I find that most taps spin in the chuck for 3/8 and larger, get a set of Tap sockets and a hex to square adapter, both 1/4 and 3/8 square. cheap and bullet proof.


----------



## Don1966 (Oct 20, 2012)

Try this it works fine http://littlemachineshop.com/products/product_view.php?ProductID=2504&category=

Don


----------



## rkepler (Oct 20, 2012)

A tap is like an endmill in that the shank is hard and not soft as a  drill shank is, and drill chucks are not really made to grip hard shanks  (modulo the occasional chuck with diamond coated jaws made for carbide  drills).  A drill chuck may sometimes work but usually won't hold a tap in hard work without really cranking on the chuck, often to the point of damaging the chuck.

But for small taps in light work you can usually get away with it.


----------



## Noitoen (Oct 21, 2012)

Just file, with a diamond file, 3 very shallow flats along the shank of the tap and it won't spin any more on the chuck. It works for me (I use a Dremel with a little grinding wheel)


----------



## mcostello (Oct 21, 2012)

I have seen a small Jacobs drill chuck with 4 jaws at a yard sale that someone just had bought. Never seen another, might look when circumstances arise.


----------



## syrtismajor (Oct 21, 2012)

I often use a three-jaw drill chuck for holding taps but this is only for ones less that 10mm in diameter. It is always handy when you're making something in a lathe and you want to tap the hole you've just drilled. It saves changing over any tools on the lathe!
I wouldn't however over tighten the chuck to reduce the chance of damaging the tap or the chuck. I also power off the lathe (including the emergency stop) and turn the piece by hand, this gives an excellent feel to how much torque you're placing on the tap, always good when dealing with small ones.... just remember to ensure that the tailstock is free to move!


----------



## Antman (Oct 22, 2012)

Thanks guys for you answers.  I had heard that holding an endmill in a drillchuck was a no-no but didn't know the reason,  same as taps.  However I will only use it for hand powered tapping in sizes up to M8,  so I'll give it a bash.  If it don't work I'm sure I can use the chuck somewhere else,  anyway it is cheap at the local tractor spares shop,  about 6 cans of Coke.


----------



## rkepler (Oct 23, 2012)

It's probably bad form to mention that when I'm in a hurry and tapping through holes in sheet I'll often chuck up a spiral point tap and run it through under power - usually at a low speed (10hz on the VFD and so spindle about 300 rpm) and using the reverse at the end to back the tap out.  I know of folks without VFD but with 3 phase "plug reversing" the spindle to stop and reverse out, it's never really a problem if you're not going fast.  

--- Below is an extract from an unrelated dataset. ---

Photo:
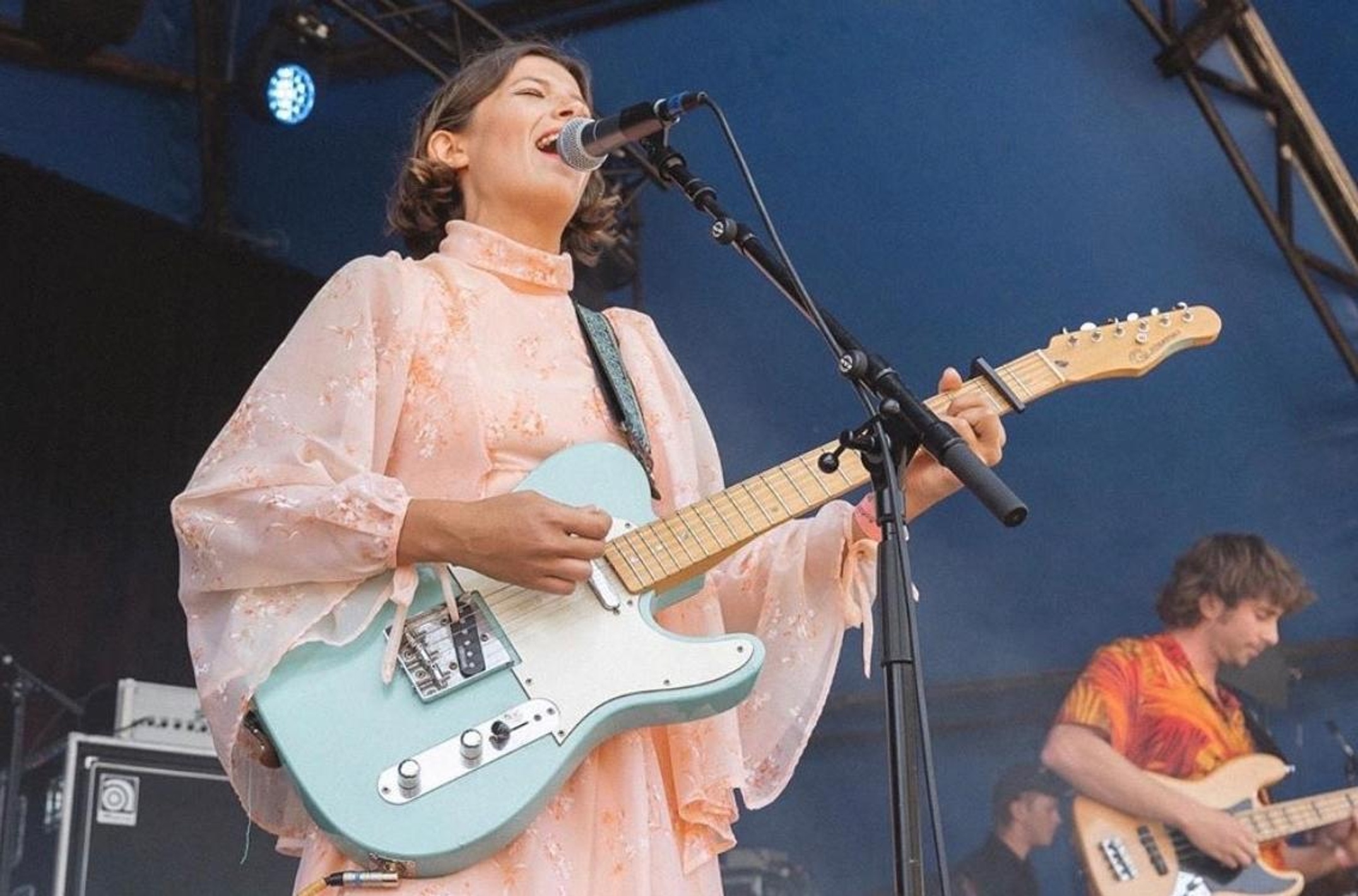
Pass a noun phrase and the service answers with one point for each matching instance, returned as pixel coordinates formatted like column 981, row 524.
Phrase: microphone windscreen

If I have a lot of holes I'll break out a tapping head and go through the effort of setting it up.  But I won't do that if it's a special (like 1/4-40) or weak tap (like a 6-32) as it can be hard on taps.  But when you have a lot of holes (I recently did 600+ 4-40 holes) there's nothing better.

But usually I have only a couple of holes and so I use the tapholder with the stub on the back in a quick change endmill holder.  Only downside there is that it usually wants more headspace than I needed for the drilling operation.

On the lathe I don't do anything special, just manual tapping.  I use the same tapholder with stub but use the stub in a 1/2" MT2 endmill holder.


----------



## keskeesha (Oct 24, 2012)

What Rkepler said.
kes


----------